Kim Pratt was in Columbus recently to visit friends and to offer thanks to residents of the Friendly City for their kindness after her husband’s death.
“What got us through all of this was this town,” she said. “There are certain people in this town — I have written so many thank you notes but there are so many people whose names I don’t even know. Somebody did the roses for the funeral — I don’t know who did that. But so many of Mike’s friends were there for us. Amber Brislin was in the middle of setting up for Market Street and she set up the scholarship for the boys and she did so many things for us.
Susan Mackay took time from her business and time from her campaign to help me. She would go back to work at night to fill orders. She held my hand and took me to every single place I had to be. I didn’t know where to go or what to do. Nancy and Carol Carpenter brought us so much food and they were so helpful and kind to us.”
Kim Pratt said some city officials also helped her family during their time of need.
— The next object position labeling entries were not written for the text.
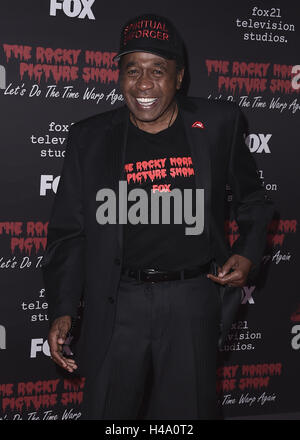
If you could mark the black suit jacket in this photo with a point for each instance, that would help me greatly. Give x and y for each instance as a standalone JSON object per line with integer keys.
{"x": 85, "y": 258}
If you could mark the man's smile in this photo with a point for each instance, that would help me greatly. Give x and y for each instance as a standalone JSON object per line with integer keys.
{"x": 146, "y": 102}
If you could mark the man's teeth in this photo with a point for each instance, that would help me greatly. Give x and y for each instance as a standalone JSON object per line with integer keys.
{"x": 146, "y": 101}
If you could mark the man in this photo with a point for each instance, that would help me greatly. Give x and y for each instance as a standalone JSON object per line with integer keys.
{"x": 157, "y": 299}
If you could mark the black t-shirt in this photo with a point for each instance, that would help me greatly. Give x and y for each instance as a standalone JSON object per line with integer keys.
{"x": 159, "y": 163}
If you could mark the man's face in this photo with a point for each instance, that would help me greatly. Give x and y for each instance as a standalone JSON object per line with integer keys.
{"x": 149, "y": 83}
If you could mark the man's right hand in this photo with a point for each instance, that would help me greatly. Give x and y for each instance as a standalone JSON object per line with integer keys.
{"x": 56, "y": 339}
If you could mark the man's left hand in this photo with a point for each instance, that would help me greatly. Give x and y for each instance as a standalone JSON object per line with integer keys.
{"x": 240, "y": 267}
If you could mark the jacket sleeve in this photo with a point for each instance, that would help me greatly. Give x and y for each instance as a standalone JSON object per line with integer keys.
{"x": 63, "y": 261}
{"x": 252, "y": 209}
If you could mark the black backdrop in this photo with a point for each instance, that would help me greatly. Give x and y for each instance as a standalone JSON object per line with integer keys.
{"x": 56, "y": 68}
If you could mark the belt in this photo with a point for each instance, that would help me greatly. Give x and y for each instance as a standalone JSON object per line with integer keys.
{"x": 156, "y": 275}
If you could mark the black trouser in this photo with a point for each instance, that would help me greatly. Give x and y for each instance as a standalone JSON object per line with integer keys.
{"x": 161, "y": 363}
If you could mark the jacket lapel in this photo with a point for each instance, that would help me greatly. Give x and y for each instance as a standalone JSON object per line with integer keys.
{"x": 117, "y": 146}
{"x": 201, "y": 156}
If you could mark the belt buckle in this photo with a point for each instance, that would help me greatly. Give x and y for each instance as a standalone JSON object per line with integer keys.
{"x": 152, "y": 272}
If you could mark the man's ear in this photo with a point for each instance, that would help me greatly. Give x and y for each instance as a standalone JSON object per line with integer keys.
{"x": 179, "y": 78}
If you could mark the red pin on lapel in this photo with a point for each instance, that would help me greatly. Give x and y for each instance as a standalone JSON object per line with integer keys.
{"x": 198, "y": 124}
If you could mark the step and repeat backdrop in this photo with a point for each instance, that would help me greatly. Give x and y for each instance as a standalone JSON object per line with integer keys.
{"x": 56, "y": 68}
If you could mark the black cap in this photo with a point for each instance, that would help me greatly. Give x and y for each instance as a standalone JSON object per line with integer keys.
{"x": 151, "y": 33}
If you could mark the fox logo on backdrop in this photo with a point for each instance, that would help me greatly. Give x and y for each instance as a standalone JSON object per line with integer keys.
{"x": 73, "y": 8}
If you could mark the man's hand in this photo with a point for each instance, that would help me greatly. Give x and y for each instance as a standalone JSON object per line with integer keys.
{"x": 56, "y": 338}
{"x": 238, "y": 277}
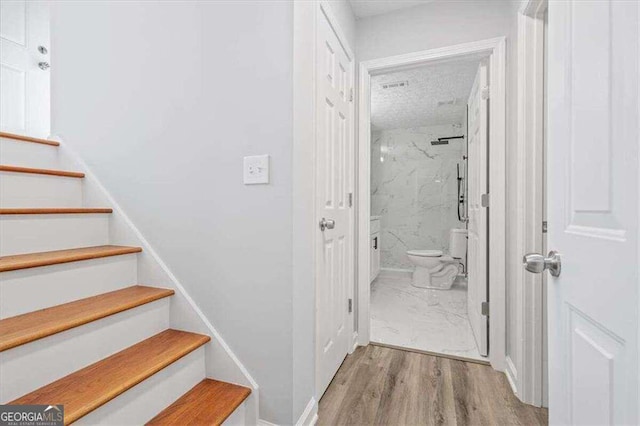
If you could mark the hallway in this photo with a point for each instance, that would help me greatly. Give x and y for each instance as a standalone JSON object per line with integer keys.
{"x": 382, "y": 386}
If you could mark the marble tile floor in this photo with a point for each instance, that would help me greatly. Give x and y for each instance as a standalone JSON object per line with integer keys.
{"x": 421, "y": 319}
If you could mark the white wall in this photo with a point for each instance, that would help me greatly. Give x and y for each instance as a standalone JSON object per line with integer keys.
{"x": 445, "y": 23}
{"x": 414, "y": 188}
{"x": 162, "y": 100}
{"x": 345, "y": 18}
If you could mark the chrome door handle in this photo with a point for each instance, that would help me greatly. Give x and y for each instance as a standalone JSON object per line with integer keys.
{"x": 537, "y": 263}
{"x": 327, "y": 224}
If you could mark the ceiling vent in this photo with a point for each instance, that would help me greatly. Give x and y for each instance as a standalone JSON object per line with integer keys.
{"x": 394, "y": 85}
{"x": 449, "y": 102}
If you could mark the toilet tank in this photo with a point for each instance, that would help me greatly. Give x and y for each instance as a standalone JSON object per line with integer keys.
{"x": 458, "y": 243}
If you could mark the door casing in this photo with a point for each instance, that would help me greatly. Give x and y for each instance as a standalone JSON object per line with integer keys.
{"x": 495, "y": 49}
{"x": 525, "y": 370}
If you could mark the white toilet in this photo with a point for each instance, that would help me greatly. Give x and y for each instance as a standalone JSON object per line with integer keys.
{"x": 437, "y": 270}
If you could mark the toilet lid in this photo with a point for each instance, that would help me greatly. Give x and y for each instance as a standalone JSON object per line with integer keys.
{"x": 425, "y": 253}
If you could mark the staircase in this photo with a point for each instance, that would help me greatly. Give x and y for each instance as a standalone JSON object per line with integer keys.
{"x": 76, "y": 326}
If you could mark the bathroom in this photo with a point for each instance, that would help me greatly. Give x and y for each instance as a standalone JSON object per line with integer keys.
{"x": 419, "y": 208}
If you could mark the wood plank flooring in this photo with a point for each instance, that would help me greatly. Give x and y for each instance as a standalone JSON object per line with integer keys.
{"x": 383, "y": 386}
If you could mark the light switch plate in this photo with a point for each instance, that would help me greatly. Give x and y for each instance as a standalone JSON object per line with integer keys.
{"x": 256, "y": 169}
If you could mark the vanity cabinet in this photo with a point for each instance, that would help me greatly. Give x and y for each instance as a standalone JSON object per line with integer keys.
{"x": 374, "y": 248}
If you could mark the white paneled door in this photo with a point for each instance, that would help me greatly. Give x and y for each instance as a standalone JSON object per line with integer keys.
{"x": 593, "y": 211}
{"x": 334, "y": 170}
{"x": 24, "y": 73}
{"x": 478, "y": 226}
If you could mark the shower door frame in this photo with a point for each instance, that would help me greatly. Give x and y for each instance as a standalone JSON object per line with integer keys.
{"x": 495, "y": 50}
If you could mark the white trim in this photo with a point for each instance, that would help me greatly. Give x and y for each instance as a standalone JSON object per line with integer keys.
{"x": 342, "y": 38}
{"x": 127, "y": 231}
{"x": 399, "y": 270}
{"x": 309, "y": 416}
{"x": 496, "y": 49}
{"x": 526, "y": 362}
{"x": 512, "y": 375}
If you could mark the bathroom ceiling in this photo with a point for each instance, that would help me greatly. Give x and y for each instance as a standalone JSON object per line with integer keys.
{"x": 435, "y": 94}
{"x": 365, "y": 8}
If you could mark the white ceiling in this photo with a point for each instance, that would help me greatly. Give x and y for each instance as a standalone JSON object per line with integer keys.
{"x": 436, "y": 94}
{"x": 365, "y": 8}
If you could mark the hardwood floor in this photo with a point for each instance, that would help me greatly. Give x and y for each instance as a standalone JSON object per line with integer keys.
{"x": 383, "y": 386}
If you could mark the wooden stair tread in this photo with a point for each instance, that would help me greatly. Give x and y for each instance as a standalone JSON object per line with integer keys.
{"x": 87, "y": 389}
{"x": 55, "y": 210}
{"x": 210, "y": 402}
{"x": 23, "y": 138}
{"x": 51, "y": 172}
{"x": 25, "y": 328}
{"x": 32, "y": 260}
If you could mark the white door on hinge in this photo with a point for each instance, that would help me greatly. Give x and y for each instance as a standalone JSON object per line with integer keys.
{"x": 593, "y": 212}
{"x": 477, "y": 290}
{"x": 24, "y": 85}
{"x": 334, "y": 157}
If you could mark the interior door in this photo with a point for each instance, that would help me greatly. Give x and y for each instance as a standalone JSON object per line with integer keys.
{"x": 477, "y": 228}
{"x": 593, "y": 211}
{"x": 334, "y": 157}
{"x": 24, "y": 76}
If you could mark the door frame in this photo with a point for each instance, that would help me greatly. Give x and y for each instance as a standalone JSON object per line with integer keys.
{"x": 525, "y": 367}
{"x": 305, "y": 227}
{"x": 494, "y": 48}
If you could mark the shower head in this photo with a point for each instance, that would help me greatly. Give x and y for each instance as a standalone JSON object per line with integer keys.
{"x": 445, "y": 141}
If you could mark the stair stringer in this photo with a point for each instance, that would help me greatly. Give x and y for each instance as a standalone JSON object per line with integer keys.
{"x": 221, "y": 362}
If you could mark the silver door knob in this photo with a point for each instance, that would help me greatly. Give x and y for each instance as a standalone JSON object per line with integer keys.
{"x": 537, "y": 263}
{"x": 327, "y": 224}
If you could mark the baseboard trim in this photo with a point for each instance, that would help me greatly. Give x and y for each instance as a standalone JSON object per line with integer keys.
{"x": 408, "y": 271}
{"x": 432, "y": 353}
{"x": 512, "y": 375}
{"x": 309, "y": 416}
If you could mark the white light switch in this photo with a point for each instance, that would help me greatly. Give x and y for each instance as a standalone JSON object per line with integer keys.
{"x": 256, "y": 169}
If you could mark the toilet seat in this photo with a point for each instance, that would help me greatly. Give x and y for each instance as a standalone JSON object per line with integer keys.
{"x": 425, "y": 253}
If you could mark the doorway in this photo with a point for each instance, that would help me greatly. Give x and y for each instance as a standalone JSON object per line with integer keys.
{"x": 428, "y": 240}
{"x": 492, "y": 300}
{"x": 24, "y": 68}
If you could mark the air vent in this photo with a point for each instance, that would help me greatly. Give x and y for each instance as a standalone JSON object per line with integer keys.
{"x": 394, "y": 85}
{"x": 449, "y": 102}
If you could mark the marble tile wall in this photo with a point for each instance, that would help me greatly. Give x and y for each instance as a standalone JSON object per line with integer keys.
{"x": 414, "y": 189}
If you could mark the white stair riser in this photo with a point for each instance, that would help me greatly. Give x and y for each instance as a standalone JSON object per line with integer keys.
{"x": 35, "y": 190}
{"x": 25, "y": 154}
{"x": 237, "y": 418}
{"x": 46, "y": 232}
{"x": 144, "y": 401}
{"x": 31, "y": 289}
{"x": 28, "y": 367}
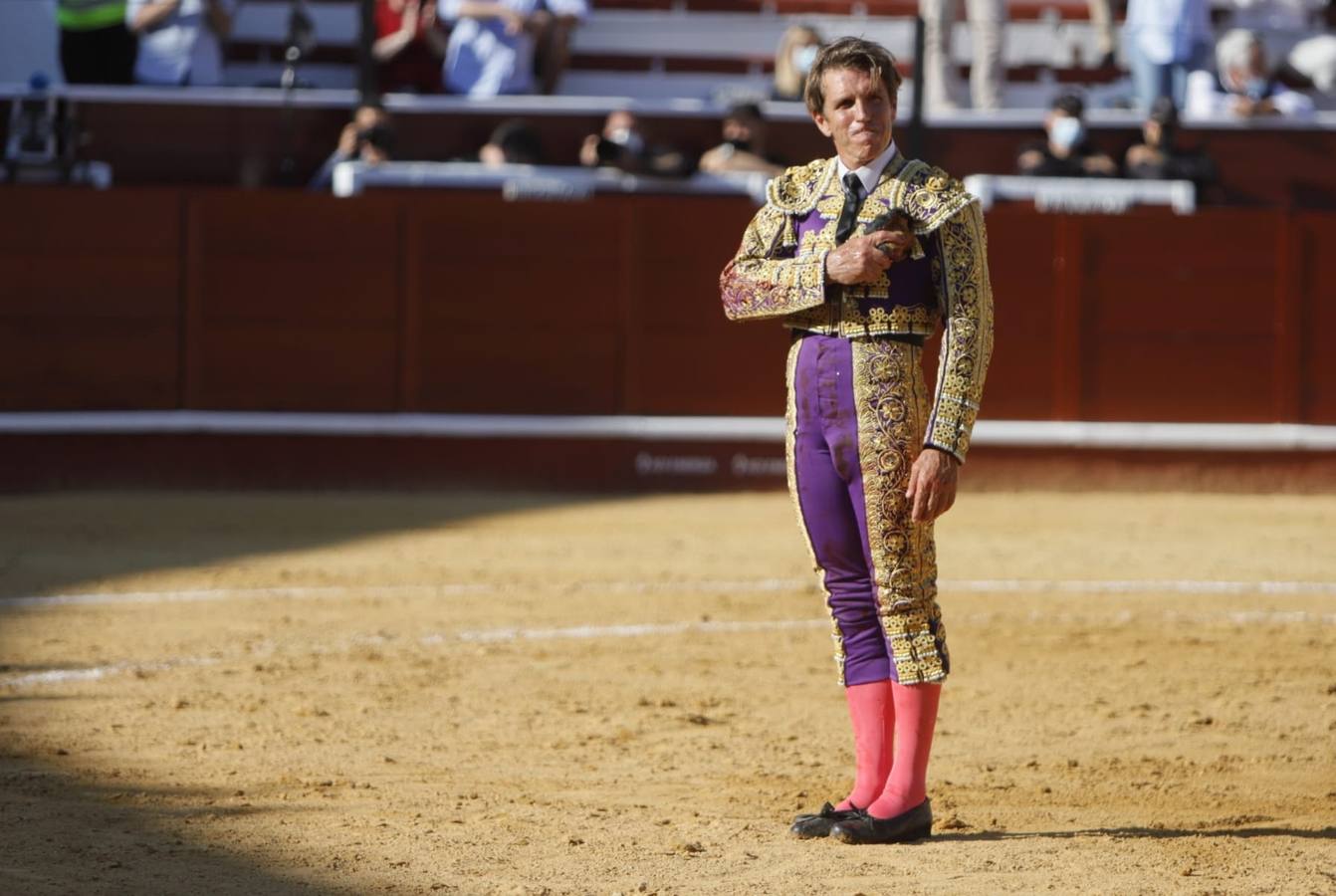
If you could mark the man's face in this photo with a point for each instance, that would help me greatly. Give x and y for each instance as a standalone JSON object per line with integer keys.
{"x": 367, "y": 116}
{"x": 742, "y": 129}
{"x": 856, "y": 115}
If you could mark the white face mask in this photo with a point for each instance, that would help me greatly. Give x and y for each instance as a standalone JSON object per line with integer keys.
{"x": 1066, "y": 132}
{"x": 628, "y": 140}
{"x": 803, "y": 58}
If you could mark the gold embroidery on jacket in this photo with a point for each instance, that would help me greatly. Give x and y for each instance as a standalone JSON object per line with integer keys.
{"x": 968, "y": 334}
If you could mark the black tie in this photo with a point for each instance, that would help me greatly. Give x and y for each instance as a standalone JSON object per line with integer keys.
{"x": 852, "y": 202}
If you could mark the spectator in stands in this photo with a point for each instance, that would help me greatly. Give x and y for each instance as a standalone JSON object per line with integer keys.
{"x": 409, "y": 46}
{"x": 1105, "y": 42}
{"x": 499, "y": 46}
{"x": 1242, "y": 86}
{"x": 987, "y": 19}
{"x": 367, "y": 137}
{"x": 168, "y": 32}
{"x": 1066, "y": 152}
{"x": 793, "y": 59}
{"x": 1165, "y": 40}
{"x": 515, "y": 141}
{"x": 745, "y": 144}
{"x": 206, "y": 65}
{"x": 1312, "y": 62}
{"x": 1159, "y": 155}
{"x": 95, "y": 44}
{"x": 623, "y": 144}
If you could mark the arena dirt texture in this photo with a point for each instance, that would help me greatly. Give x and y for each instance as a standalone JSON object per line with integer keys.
{"x": 479, "y": 693}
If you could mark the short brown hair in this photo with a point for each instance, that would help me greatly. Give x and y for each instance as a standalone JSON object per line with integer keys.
{"x": 856, "y": 54}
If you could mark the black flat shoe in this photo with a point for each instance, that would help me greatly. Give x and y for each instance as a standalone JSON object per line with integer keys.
{"x": 907, "y": 826}
{"x": 819, "y": 825}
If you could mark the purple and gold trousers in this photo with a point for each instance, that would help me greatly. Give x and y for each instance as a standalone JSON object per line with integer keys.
{"x": 856, "y": 414}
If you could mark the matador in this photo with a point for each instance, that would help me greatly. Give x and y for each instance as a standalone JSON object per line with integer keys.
{"x": 863, "y": 257}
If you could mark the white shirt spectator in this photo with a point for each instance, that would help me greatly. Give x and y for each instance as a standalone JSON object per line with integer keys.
{"x": 1207, "y": 101}
{"x": 1315, "y": 59}
{"x": 206, "y": 63}
{"x": 1167, "y": 31}
{"x": 484, "y": 61}
{"x": 166, "y": 48}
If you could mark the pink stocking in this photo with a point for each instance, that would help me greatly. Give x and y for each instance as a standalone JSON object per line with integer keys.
{"x": 915, "y": 716}
{"x": 872, "y": 716}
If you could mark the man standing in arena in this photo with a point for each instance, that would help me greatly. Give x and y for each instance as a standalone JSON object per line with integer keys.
{"x": 862, "y": 255}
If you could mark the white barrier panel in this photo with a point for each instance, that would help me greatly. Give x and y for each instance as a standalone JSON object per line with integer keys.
{"x": 1159, "y": 437}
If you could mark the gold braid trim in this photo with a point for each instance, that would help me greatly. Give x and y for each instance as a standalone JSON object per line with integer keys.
{"x": 796, "y": 190}
{"x": 968, "y": 338}
{"x": 765, "y": 279}
{"x": 891, "y": 405}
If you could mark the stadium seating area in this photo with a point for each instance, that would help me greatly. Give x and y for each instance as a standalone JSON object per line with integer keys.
{"x": 710, "y": 50}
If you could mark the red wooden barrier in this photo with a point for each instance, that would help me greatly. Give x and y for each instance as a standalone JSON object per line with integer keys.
{"x": 456, "y": 301}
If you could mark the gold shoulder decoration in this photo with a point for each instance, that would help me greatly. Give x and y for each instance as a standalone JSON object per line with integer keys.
{"x": 796, "y": 190}
{"x": 930, "y": 196}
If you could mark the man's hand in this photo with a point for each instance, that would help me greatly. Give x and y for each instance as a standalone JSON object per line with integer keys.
{"x": 932, "y": 485}
{"x": 859, "y": 261}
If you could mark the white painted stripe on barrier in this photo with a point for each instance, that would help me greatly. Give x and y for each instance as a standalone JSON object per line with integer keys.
{"x": 719, "y": 586}
{"x": 1173, "y": 437}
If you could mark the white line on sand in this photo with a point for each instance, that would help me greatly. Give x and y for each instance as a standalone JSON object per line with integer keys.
{"x": 704, "y": 626}
{"x": 94, "y": 673}
{"x": 726, "y": 586}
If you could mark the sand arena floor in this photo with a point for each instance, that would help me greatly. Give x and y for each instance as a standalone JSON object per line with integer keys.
{"x": 471, "y": 693}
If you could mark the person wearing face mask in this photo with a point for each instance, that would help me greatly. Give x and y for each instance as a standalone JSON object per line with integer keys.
{"x": 1159, "y": 155}
{"x": 745, "y": 144}
{"x": 1066, "y": 152}
{"x": 792, "y": 61}
{"x": 621, "y": 144}
{"x": 1242, "y": 86}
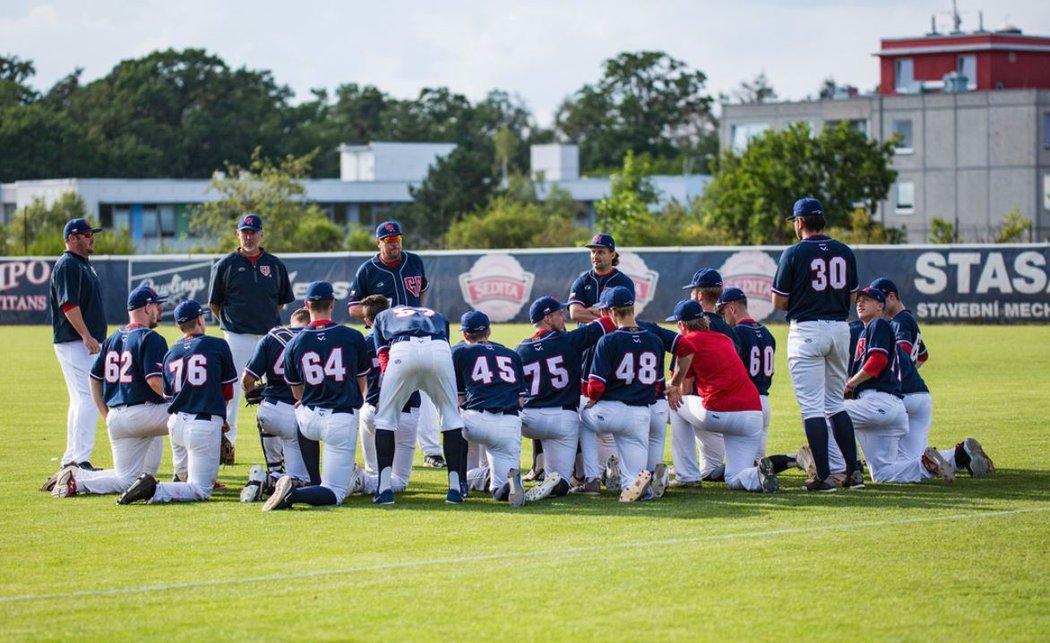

“Mayor Robert Smith got the Trotter for us and he did the proclamation making May 2 Mike Pratt Day,” Kim Pratt said. “(Columbus Police Department) Chief McQueen and (Columbus Fire and Rescue) Chief Moore set up the honor guard for us. Mike was a veteran and we offered a military honor guard, but Mike would rather have had his friends do it.”
Kim Pratt and her sons currently reside in Bartlett, Tenn., a suburb of Memphis. The Pratt family had been making the trip back and forth during the duration of Pratt’s time with the city. Kim Pratt said they were actually looking to buy a home on the Southside in the Historic District.
“(Pratt’s neighbor) Beth Brooks has been a godsend,” Kim Pratt said. “She said her house will always be my home. Eventually, I would love to come back to Columbus permanently.”
Although she said she may never know the names of everyone who helped her family, Kim Pratt said she will always be grateful to the people of Columbus.
“They will never know how much their actions meant to us,” she said. “It’s one thing to say you’ve been humbled but this goes beyond that. There are no words to show how much love and support Columbus gave us.”